Malûm, öyle dindarlar var ki demokrasiyi bir yönetim biçimi değil bir din olarak görüyorlar.
‘’Demokrasi dini’’ diyorlar. Elbette bununla demokrasinin bâtıl bir din olduğunu kastediyorlar ve demokrasiye, bâtıl bir dine düşman olur gibi düşman oluyorlar.
Elbette demokrasi taraftarı dindarlara da ‘’bâtıl bir dinin taraftarı’’ muamelesi yapıyorlar. Sözle değilse de kalple...
Bu bakış açısından kısmen etkilenmiş olan dindar ve Batı düşmanı bir gence soruyoruz:
-Senin istediğin İslâmî rejimde yöneticiler seçimle işbaşına gelmeli mi?
—Evet, olabilir, saltanattan iyidir.
-Yöneticiler seçenler tarafından da denetlenmeli mi?
—Evet, iyi olur.
-Yönetici adayları partileşse ve bazıları iktidar, bazıları muhalefet olsa mahzuru var mı?
—Hayır, aksine faydası var, zira müsabaka ve murakabe iyidir.
-Muhalefetin iktidar olmaya çalışması ve bu maksatla propaganda yapması yanlış mı?
—Hayır, elbette çalışacak, yalana ve hileye başvurmuyorsa mesele yok.
-Medya siyasî bir araç/ortam halinde olsa ve halkı bilgilendirse nasıl olur?
—Yalan dolan yazmadıktan sonra faydalı olur.
-Bu dediklerimizin ayniyle vaki olduğu veya olacağı rejimin adı ne olsun?
—Adı demokrasi olmasın da ne olursa olsun!
Demek bu genç demokrasinin adı ile manasını birleştiremiyor. Demek demokrasiyi “ismiyle’’ değil müsemmasıyla (ismin işaret ettiği mana ile) tanımak lâzım ki o tanıma doğru tanıma olsun.
Demokrasinin ismine ve mânâsına karşı tutumu belirleyen en önemli faktör demokrasi pratiği.

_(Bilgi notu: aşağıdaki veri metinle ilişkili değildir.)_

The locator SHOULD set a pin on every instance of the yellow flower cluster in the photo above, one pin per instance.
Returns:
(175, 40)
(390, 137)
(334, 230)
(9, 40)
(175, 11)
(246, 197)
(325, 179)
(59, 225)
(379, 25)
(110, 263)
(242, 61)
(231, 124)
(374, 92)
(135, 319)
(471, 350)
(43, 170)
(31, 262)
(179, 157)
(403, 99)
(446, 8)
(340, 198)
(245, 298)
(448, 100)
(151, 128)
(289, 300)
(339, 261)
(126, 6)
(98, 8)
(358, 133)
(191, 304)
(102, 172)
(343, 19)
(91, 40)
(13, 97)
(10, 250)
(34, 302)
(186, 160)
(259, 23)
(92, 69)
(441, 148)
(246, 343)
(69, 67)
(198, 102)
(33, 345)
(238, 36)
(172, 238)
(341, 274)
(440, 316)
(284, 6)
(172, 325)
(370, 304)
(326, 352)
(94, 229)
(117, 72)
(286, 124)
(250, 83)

Demokrasi pratiğini kiminle veya hangi dönemde görmüş isek o dönemin şartlarına ve o kişilerin özelliklerine boyanmış bir demokrasi algılıyoruz. Kararımız da bundan etkileniyor.
Meselâ Bediüzzaman, Münâzarât’ta da anlattığı üzere 1800’lerin sonlarında demokrasiyi (o zamanki adıyla hürriyet ve meşrûtiyet rejimini) önce o zamanki Batılılaşma taraftarları ile ve ‘’devlet/padişah düşmanları’’ ile tanımış. Bunların da etkisiyle kısa bir süre tereddüt etmiş. Ancak hemen ardından hürriyet fikrinin hakikatini ve demokrasinin muhalefeti meşrû eden ve insanı hakikî insan eden çekirdeğini görmüş. Kararını vermiş. Hürriyete adeta âşık olmuş.
Meselâ Nurcular, demokrasiyi 1946’dan itibaren tanımışlar. Hürriyeti, bilhassa İslâm’a hizmet etmek isteyenlerin hürriyetini, Demokratların icraatlarında tatmışlar. Demokrasinin, güzel bir ideal olmaktan başka, doğru bir araç olduğunu da görmüşler ve böylece hürriyet talebi hususunda Üstadlarına sadâkatleri tatbikat ile de pekişmiş.
Meselâ bilhassa 1960’ların sonlarından itibaren, dinde hassas ve fakat akıl yürütme kapasitesi zayıf bir kısım dindarlara (bir isme göre İslâmcılara), Demokratların günahları gösterilmiş. Demokrasi ile ve hürriyet ile gelen bazı kötülükler ve yanlışlıklar abartılmış. Onlar da bu “görüntüye’’ adeta “takılmışlar’’ ve hürriyet ve demokrasi fikrinin hakikatini kaçırmışlar. Kelimenin Batı dillerine ait olması da iyi bir bahane olmuş. Sonuçta demokrasi düşmanı ve dahi demokrat düşmanı olmuşlar.
Demek demokrasiyi doğru tanımak için ismiyle değil mânâsı ile tanımak lâzım.